Urbanisme: bâtir des collectivités plus viables, un impératif pour l’avenir du Québec

Juan Torres

Juan Torres

En 5 secondes

La congestion routière et la pollution qui en découle requièrent le développement des transports alternatifs et des actions plus cohérentes sur le territoire, selon le professeur Juan Torres.

Par Juan Torres, professeur à l’École d'urbanisme et d'architecture de paysage

En cette période électorale, les personnes qui aspirent à nous représenter au gouvernement provincial cherchent la sympathie des électeurs en promettant parfois des projets d’infrastructure pour faciliter les déplacements. Il faut souligner que le transport constitue un enjeu des plus importants.

Sur le plan économique, les coûts liés à la congestion routière sont grands et en croissance[1]; sur le plan environnemental, le secteur des transports constitue le principal producteur de gaz à effet de serre dans la province[2]; finalement, nous observons, ici comme ailleurs en Amérique du Nord, une dépendance à l’automobile, source d’iniquité.

La place qu’occupe la voiture dans nos milieux de vie est, à ce titre, révélatrice: entre 2009 et 2017, le nombre de véhicules de promenade est passé à lui seul de 4,2 millions à plus de 4,7 millions, ce qui équivaudrait à une file allant de Montréal à Baie-Saint-Paul qui, pendant cette période, s’ajouterait au réseau routier de la province chaque année[3].

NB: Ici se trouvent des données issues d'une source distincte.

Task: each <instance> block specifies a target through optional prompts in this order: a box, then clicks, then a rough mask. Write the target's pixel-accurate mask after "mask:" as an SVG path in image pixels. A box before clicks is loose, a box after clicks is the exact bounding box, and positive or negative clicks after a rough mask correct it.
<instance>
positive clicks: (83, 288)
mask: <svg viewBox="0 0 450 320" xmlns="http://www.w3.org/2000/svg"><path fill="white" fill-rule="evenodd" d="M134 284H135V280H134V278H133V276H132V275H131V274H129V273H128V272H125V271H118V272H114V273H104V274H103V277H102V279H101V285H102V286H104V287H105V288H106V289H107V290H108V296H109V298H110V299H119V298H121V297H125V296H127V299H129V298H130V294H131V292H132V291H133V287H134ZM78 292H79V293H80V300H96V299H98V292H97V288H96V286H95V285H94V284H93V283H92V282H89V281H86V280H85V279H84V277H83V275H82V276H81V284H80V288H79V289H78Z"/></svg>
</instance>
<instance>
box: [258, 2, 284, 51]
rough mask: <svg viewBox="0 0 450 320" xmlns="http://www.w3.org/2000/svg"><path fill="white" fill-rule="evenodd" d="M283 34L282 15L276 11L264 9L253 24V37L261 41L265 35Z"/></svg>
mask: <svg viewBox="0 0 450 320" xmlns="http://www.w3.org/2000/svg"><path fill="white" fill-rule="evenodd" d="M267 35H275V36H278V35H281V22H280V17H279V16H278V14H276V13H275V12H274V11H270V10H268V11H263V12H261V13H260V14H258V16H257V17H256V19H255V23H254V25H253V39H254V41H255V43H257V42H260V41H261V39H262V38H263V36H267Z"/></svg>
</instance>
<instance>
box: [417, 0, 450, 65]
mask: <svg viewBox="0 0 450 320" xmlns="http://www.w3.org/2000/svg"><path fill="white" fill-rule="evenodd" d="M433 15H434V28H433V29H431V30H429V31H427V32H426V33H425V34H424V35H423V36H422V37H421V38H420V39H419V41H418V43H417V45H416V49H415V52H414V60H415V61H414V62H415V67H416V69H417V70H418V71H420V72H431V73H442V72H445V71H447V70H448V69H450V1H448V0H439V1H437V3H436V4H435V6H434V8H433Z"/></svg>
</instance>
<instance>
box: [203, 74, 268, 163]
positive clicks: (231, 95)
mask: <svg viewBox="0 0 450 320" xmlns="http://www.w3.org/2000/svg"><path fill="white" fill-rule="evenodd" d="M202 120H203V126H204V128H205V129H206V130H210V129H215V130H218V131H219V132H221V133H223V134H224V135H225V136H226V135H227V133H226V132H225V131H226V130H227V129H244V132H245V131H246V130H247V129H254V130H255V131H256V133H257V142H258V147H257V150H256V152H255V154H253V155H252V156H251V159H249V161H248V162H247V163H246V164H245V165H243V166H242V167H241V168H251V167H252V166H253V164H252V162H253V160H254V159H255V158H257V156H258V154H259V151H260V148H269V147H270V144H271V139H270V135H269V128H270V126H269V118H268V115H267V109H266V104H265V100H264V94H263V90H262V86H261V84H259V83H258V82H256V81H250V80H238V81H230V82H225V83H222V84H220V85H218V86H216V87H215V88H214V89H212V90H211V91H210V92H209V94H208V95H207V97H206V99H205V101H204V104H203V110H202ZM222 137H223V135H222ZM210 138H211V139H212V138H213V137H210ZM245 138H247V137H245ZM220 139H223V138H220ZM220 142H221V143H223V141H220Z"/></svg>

Développer des modes de transport alternatifs

Face à cette situation, l’élargissement du réseau autoroutier est une promesse qui peut séduire plusieurs électeurs, surtout devant les problèmes de congestion de plus en plus lourds dans les grandes villes. Mais paradoxalement, cette voie exacerbe le problème.

Une littérature scientifique abondante nous amène plutôt à privilégier le développement des modes alternatifs de transport et en particulier le transport en commun, la marche et le vélo.

Cette solution peut sembler évidente, mais son application ne va pas de soi, car le développement des transports alternatifs passe non seulement par la mise en place d’installations (ferroviaires, piétonnes, cyclables, etc.), mais aussi par le contrôle de la promotion immobilière (l’emplacement des logements, des lieux de travail, des services...). Plus fondamentalement, il nécessite la concertation d’acteurs qui, encore aujourd’hui, travaillent en fonction d’objectifs strictement sectoriels.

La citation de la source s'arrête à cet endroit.